Brandon Neel (Department of Chemistry & Biochemistry, OSBP), Elakkiya Tamilselvan (Biophysics), Harsha Mandayam Bharathi (Department of Chemistry & Biochemistry), Marcos Sotomayor (Department of Chemistry & Biochemistry)

Abstract:
Optical activation of neurons using light-sensitive ion channels (optogenetics) has provided invaluable and unprecedented insight into neuronal circuits and brain function. However, optogenetics is limited by the depth that light can reach through brain tissue. An alternative methodology, termed sonogenetics, uses low-intensity ultrasound that can propagate through brain tissue to activate worm TRPN or human TRPA1 ion channel proteins transfected into selected neurons. Intriguingly, both proteins have a large number of ankyrin repeats that assemble in long solenoid like structures that might provide an elastic attachment to the cytoskeleton. While the molecular mechanisms by which ultrasound activates these ion channels are unknown, cholesterol and ankyrin repeats have been shown to be required for ultrasound-mediated activity of TRPA1. Here we present modeling efforts to simulate TRPN and TRPA1 structures in a hydrated membrane bilayer in the presence and absence of ultrasound stimuli.
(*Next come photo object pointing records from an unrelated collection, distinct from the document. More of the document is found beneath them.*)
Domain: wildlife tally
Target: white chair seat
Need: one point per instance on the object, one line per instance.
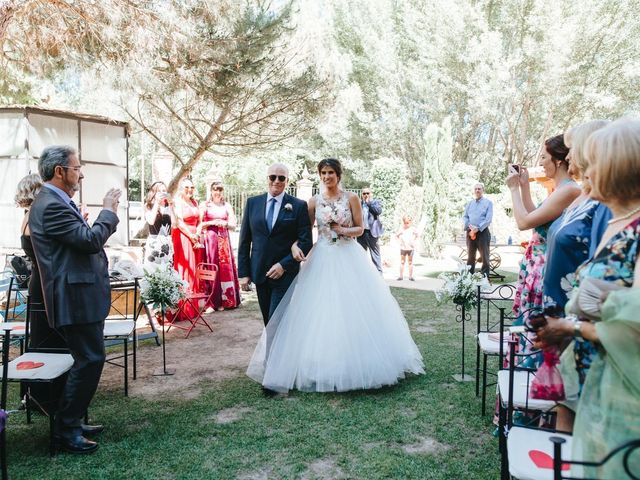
(531, 453)
(520, 391)
(18, 329)
(55, 364)
(489, 344)
(516, 329)
(118, 328)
We have created all-atom models of TRPN and TRPA1 and equilibrated these systems, with and without cholesterol. In addition, we have developed an approach that allows us to incorporate ultrasound in the simulations as a global oscillatory change in system pressure. Simulations of TRPA1 using this approach, with and without constraints on ankyrin repeats to mimic cytoskeletal attachment, are ongoing. We expect that these simulations will provide insight into ultrasound effects on ion channels and may assist in engineering protein sensors for sonogenetics.